Organization is a type of non-profit organization, it’s the act of giving money, goods or time to unfortunate, directly or by means of charitable trust.

There are some public organizations such as “Hodina deťom” and so on. Also volunteers with collecting boxes in the streets asking for money.

Society shapes our family lives in several way, three of which are:

  1. Financially

The society affects us by bombarding our families with suggestions for wants and needs that we may or may not be able to afford. These range from housing choices, to schooling choices for college, shopping options, places to go, and things to do for which we would have to invest from our budget. If this constant exposure did not occur, perhaps the family unit would make less biased decisions on how they would spend their dollars.

  1. Behaviourally

The society affects us by the dyadic division of individuals and groups by preferences, race, language, commonalities, religion, ethnicity, and preferences. If you live in a place where customs are nowhere like what you are used to, you will behaviourally choose to either join them or radically isolate yourself from the group. Since the latter is not the likeliest choice, chances are that in some way or another, regardless of how independently you live, you will still acquire one or two mannerisms from your immediate social circle such as accent, drawl, idioms, intonations, or customs.

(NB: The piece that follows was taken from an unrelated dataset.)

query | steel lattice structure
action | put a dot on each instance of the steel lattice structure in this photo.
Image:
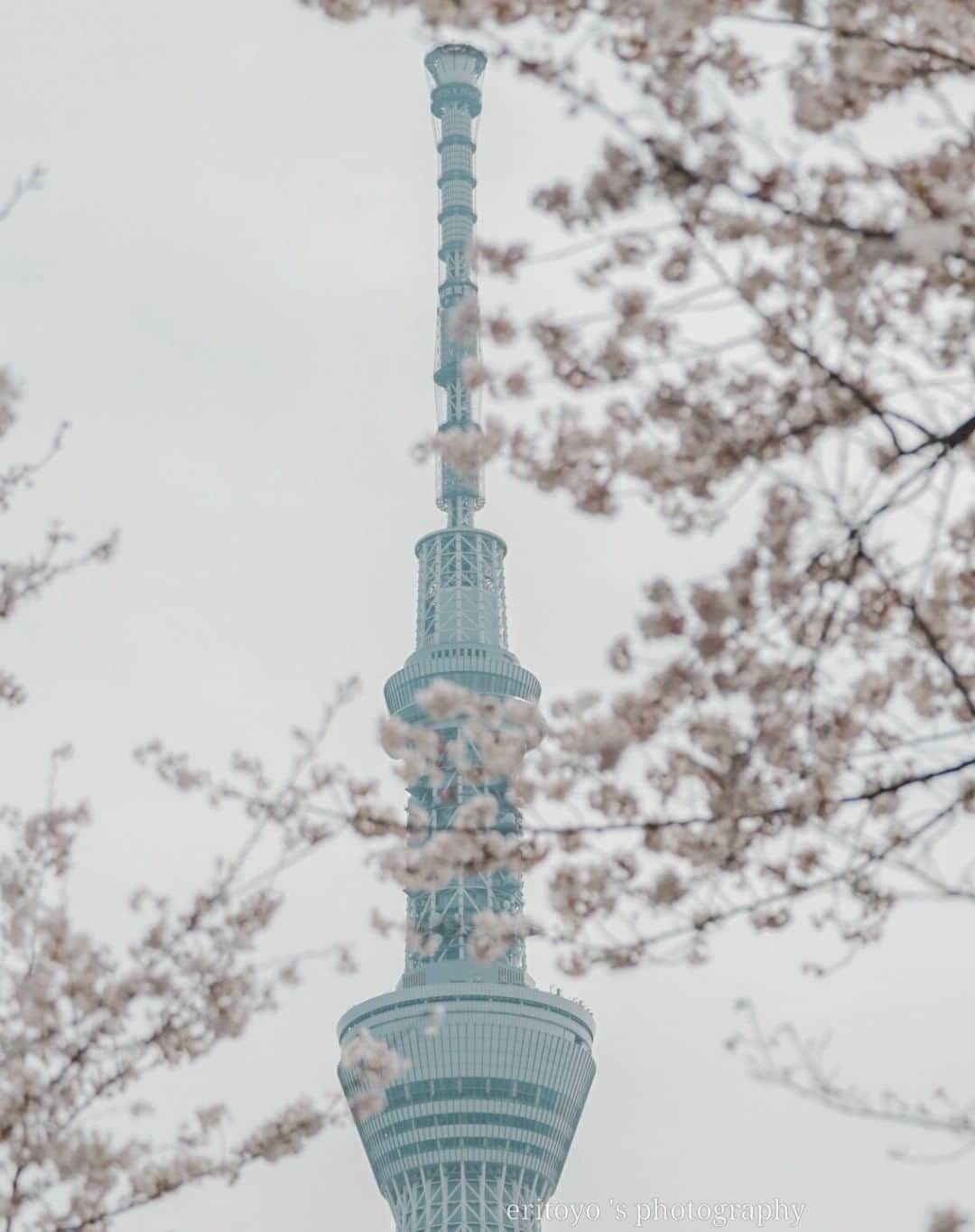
(476, 1134)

  1. Intellectually (Cognitively)

What society offers us we either take or not. If society offers a higher quality of life where our quality is valued, we would make very high-thinking analyses on where we want society to go, and what role we play within it. We also would question how we can help improve the quality of our social strata, and we also would want to find benchmarks, philosophical foundations, and recent research that would help us make our surroundings both qualitatively and quantitatively sufficient for its residents.